Volta ao Algarve: Philipsen regressou à procura de "passo extra" na condição física

Jasper Philipsen está em Portugal para a Volta ao Algarve
Jasper Philipsen está em Portugal para a Volta ao AlgarveDAVID INDERLIED / DPA / DPA PICTURE-ALLIANCE VIA AFP

Jasper Philipsen escolheu a 52.ª Volta ao Algarve em bicicleta para arrancar a temporada por considerar que a prova é “um bom passo extra para aperfeiçoar a condição física” rumo às clássicas, o seu primeiro objetivo de 2026.
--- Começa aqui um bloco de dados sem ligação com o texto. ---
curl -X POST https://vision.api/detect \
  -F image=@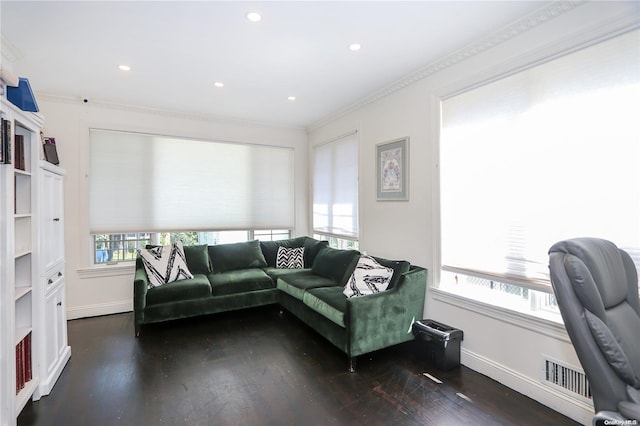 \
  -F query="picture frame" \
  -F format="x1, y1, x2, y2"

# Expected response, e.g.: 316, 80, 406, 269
42, 138, 60, 166
376, 136, 409, 201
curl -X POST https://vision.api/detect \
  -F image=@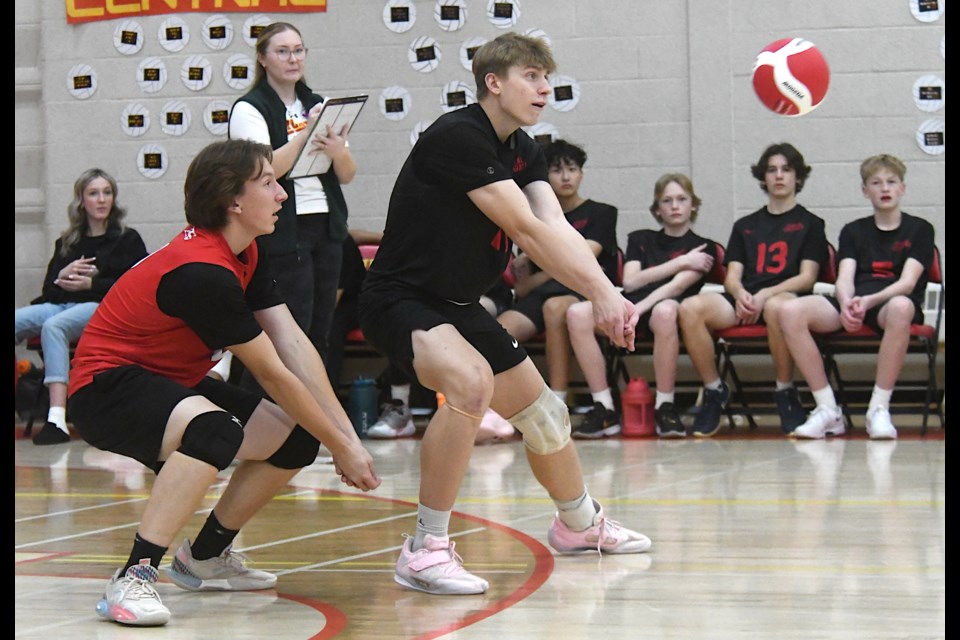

De regresso à Algarvia, sete anos depois da sua primeira presença, o sprinter da Alpecin-Premier Tech explicou à agência Lusa porque elegeu este ano a prova portuguesa para dar as primeiras pedaladas da época.

“O tempo é bom, corre-se bem. Há sempre sobe e desce e temos de nos esforçar. Penso que é um bom passo extra para aperfeiçoar a condição física”, declarou.

As clássicas são um “dos principais objetivos” da época para Jasper Philipsen, que, depois da Volta ao Algarve, tem no programa o denominado ‘Fim de Semana de Abertura’ e uma série de corridas de um dia, entre as quais se destacam a Milão-Sanremo, que venceu em 2024, e o Paris-Roubaix.

“Esta é uma bela corrida, com bom nível competitivo, é bom para recuperar a sensação de correr”, acrescentou o primeiro camisola amarela das últimas Volta a França, prova onde já ganhou 10 etapas, e Volta a Espanha, onde somou seis.

Sobre a sua anterior participação na Algarvia, o ciclista belga de 27 anos, conhecido pelos adeptos como Jasper Disaster, recorda ter ajudado Tadej Pogacar a conquistar a geral e também a sua primeira vitória como profissional no alto da Fóia.

“Tínhamos uma boa equipa, estávamos a lutar pela geral. Também puxei um dia na frente, o que não aconteceu muitas vezes. Foi divertido fazê-lo e alcançar o triunfo com o Pogi, assumiu, referindo-se àquele que é um dos seus melhores amigos no pelotão.

Quarto na primeira etapa em Tavira, após ter perdido o momentum com um pequeno erro na última curva, Philipsen espera hoje estar na luta pelo triunfo na chegada a Lagos, onde no ano passado parte do pelotão se enganou no caminho devido a uma deficiente marcação no desvio dos carros.

“Penso que os organizadores tomarão todos os cuidados para nos indicar o sentido certo. Não espero qualquer problema”, disse antes da partida para os 171,5 quilómetros da quarta etapa, em Albufeira.

O vencedor da classificação por pontos no Tour 2023 revelou ter feito o reconhecimento da chegada deste sábado, definindo-a como “boa linha reta”, ideal para uma discussão ao sprint.

“As sensações são boas, mas não espero estar ainda a 100%. Com lançadores (de sprint) como estes, se as pernas estiverem bem, devo conseguir um bom resultado”, perspetivou.

A 52.ª Volta ao Algarve arrancou na quarta-feira, em Vila Real de Santo António, e termina no domingo, no alto do Malhão.